Third dolphin death in less than a week in Lowcountry - WTOC-TV: Savannah, Beaufort, SC, News, Weather & Sports

Third dolphin death in less than a week in Lowcountry


A number of dolphin deaths in the Lowcountry in the last week have some people wondering what's going on?  

 Three dolphins have been found stranded on Hilton Head Island, Bluffton and north of Fripp Island.

This latest dolphin stranding makes it the 28 th one found along South Carolina's coast this year. Scientists say it's too early to know what's causing these deaths.

This past Saturday morning, Susan Trogdon of Beaufort was kayaking along Harbour River with a friend when they spotted something floating in the marshes nearby.

"It was very shocking," she said.  

Trogdon said she's seen many dolphins along this area, but it was the first time she's seen one in this condition.

"It had a scrape about 12 inches long on its side and in one area on the fin, like something had been eating at it. It's eyes were gone," said Trogdon.  

She called DNR and took pictures for researchers with the Marine Mammal Stranding Network.

In one week, there have been three dolphins found stranded in Beaufort County. The first was found near Sea Pines on Hilton Head Island on March 17 .

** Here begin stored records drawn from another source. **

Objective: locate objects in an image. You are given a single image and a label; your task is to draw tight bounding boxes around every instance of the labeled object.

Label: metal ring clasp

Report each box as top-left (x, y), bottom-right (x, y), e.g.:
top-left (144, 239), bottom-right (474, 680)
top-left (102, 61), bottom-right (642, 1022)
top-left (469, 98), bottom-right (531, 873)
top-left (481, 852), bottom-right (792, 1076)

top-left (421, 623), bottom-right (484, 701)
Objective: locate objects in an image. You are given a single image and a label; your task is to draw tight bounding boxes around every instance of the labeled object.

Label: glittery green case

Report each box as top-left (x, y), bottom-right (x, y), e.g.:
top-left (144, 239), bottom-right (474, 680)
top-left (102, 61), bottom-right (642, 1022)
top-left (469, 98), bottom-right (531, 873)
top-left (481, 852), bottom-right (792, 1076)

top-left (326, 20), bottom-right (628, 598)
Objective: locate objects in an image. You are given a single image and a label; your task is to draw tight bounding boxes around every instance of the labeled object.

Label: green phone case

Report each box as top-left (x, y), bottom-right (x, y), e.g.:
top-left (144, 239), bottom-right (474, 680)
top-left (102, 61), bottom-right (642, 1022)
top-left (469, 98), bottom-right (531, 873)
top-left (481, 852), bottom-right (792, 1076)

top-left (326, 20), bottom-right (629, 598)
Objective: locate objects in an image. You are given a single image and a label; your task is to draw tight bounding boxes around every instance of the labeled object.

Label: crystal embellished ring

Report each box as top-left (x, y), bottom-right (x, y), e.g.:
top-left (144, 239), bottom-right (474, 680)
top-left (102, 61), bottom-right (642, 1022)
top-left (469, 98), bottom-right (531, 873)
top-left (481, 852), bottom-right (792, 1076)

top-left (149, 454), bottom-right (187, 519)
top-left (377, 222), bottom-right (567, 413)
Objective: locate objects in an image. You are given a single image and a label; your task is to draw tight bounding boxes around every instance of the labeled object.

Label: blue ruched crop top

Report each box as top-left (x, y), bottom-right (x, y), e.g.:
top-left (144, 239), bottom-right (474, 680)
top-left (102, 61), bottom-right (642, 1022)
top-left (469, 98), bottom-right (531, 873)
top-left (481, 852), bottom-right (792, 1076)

Just three days later, a second one was found in Bluffton's May River.

"It's very concerning because you don't know what's happening to them and they're mammals, so is it something in our water?"

Since July 2013, 145 dolphins have died along the South Carolina coast. In most of those deaths, scientists found morbillivirus to be the cause of it.

"It's a different strain of disease. It is similar to canine discomfort, so we are taking extra precaution, so if there is a dolphin in need, we ask that you keep your dogs away from it," said Jessica Conway, researcher with the Marine Mammal Stranding Network.

Conway said they do not know if this is the cause of death for these dolphins at this point. They haven't been able to locate the third dolphin because of high tide.

"We can't say for sure until we have those samples tested, there's no way to confirm just by looking at the dolphins," she added.  

If you do come across a stranded dolphin, please contact the Department of Natural Resources. Do not try to touch the dolphin, you could hurt yourself or injure it even more.